General Electric avait promis 1000 emplois en 2015. /Photo d’archives/REUTERS/Stéphane Mahé

La direction du groupe américain General Electric (GE) a annoncé, ce mardi matin, la suppression de 1050 emplois dans sa division énergie à Belfort. Au total, soulignent les syndicats, c’est plus de la moitié des salariés de l’activité gaz qui vont perdre leur emploi.

Cette annonce confirme et amplifie la trahison de GE, qui s’était engagé à créer plus de 1000 emplois en France, après le rachat, en novembre 2015, de la branche énergie d’Alstom. Mais elle met surtout en lumière l’absence de stratégie industrielle de l’Etat et les conséquences dévastatrices qu’entraîne un tel renoncement.

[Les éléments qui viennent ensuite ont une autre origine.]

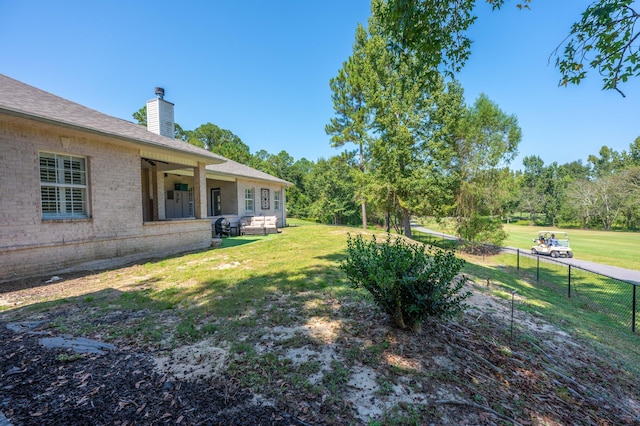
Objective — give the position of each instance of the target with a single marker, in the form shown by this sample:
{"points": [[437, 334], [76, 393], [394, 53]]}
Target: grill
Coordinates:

La France va-t-elle longtemps encore laisser filer ses plus beaux fleurons, d’Aéroports de Paris à Renault en passant par ASCOVAL et Arjowiggins, au détriment de l’emploi, de nos savoir-faire et de notre souveraineté économique ?

Il est urgent de reprendre la main sur nos outils industriels, y compris en favorisant des nationalisations temporaires, comme celle que j’ai proposée pour l’aciérie ASCOVAL à Saint-Saulve.